14. Notices. Unless otherwise provided herein, notices given by Company to you will be given by e-mail or by conventional mail. Notices will be sent to the e-mail address or mailing address you provide to Company as part of the registration process, or to updated addresses which you provide to Company via notice consistent with this paragraph. Notices given by you to Company must be given by e-mail to info@dealtrax.com or such updated address and number as Company may provide you consistently with this notice provision. Notwithstanding anything herein to the contrary, it is your sole responsibility to update your address for notices hereunder, and notice sent to the e-mail or conventional mailing address last provided by you to Company shall be valid and binding on you regardless of whether such address has been changed, canceled, has expired, has been terminated, or otherwise becomes inoperative.

15. Governing Law. This Agreement shall be governed by and construed in accordance with the laws of the State of North Carolina notwithstanding any conflict of laws provisions.
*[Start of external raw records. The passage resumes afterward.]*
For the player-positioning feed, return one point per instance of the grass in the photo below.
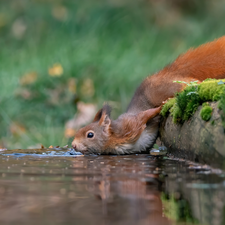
(116, 44)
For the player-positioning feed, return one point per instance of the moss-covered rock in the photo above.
(206, 111)
(185, 103)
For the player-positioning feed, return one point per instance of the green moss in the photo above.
(185, 103)
(206, 112)
(221, 106)
(167, 106)
(210, 90)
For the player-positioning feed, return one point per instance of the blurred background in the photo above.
(60, 58)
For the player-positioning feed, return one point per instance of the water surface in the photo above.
(134, 189)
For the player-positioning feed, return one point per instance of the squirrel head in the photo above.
(106, 136)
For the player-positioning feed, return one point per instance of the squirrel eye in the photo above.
(90, 135)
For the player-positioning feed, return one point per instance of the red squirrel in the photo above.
(136, 130)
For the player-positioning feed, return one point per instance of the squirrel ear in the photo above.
(145, 116)
(106, 110)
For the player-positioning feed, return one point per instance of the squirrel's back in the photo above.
(136, 130)
(206, 61)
You irrevocably and unconditionally: (i) consent to submit to the exclusive jurisdiction of the state and federal courts of North Carolina (the “North Carolina Courts”) for any litigation or controversy arising out of or relating to this Agreement, (ii) agree not to commence any litigation arising out of or relating to this Agreement except in the North Carolina Courts and (iii) agree not to plead or claim that such litigation brought therein has been brought in an inconvenient forum.

16. General. If any provision(s) of this Agreement is held by a court of competent jurisdiction to be contrary to law, then such provision(s) shall be construed, as nearly as possible, to reflect the intentions of the parties with the other provisions remaining in full force and effect. Any failure to exercise or enforce any right or provision of this Agreement shall not constitute a waiver of such right or provision unless acknowledged and agreed to in writing. The section titles in this Agreement are solely used for the convenience of the parties and have no legal or contractual significance. This Agreement may be assigned in whole or in part by the Company. This Agreement may not be assigned in any manner by you without the express, prior written permission of the Company.

NOTE: By clicking on the I Accept button you are stating that you have read and agreed to the Terms of Service stated above, at which time your account will be processed. Upon being processed, an e-mail confirmation including your dealtrax user name and temporary password will be sent to the e-mail address above.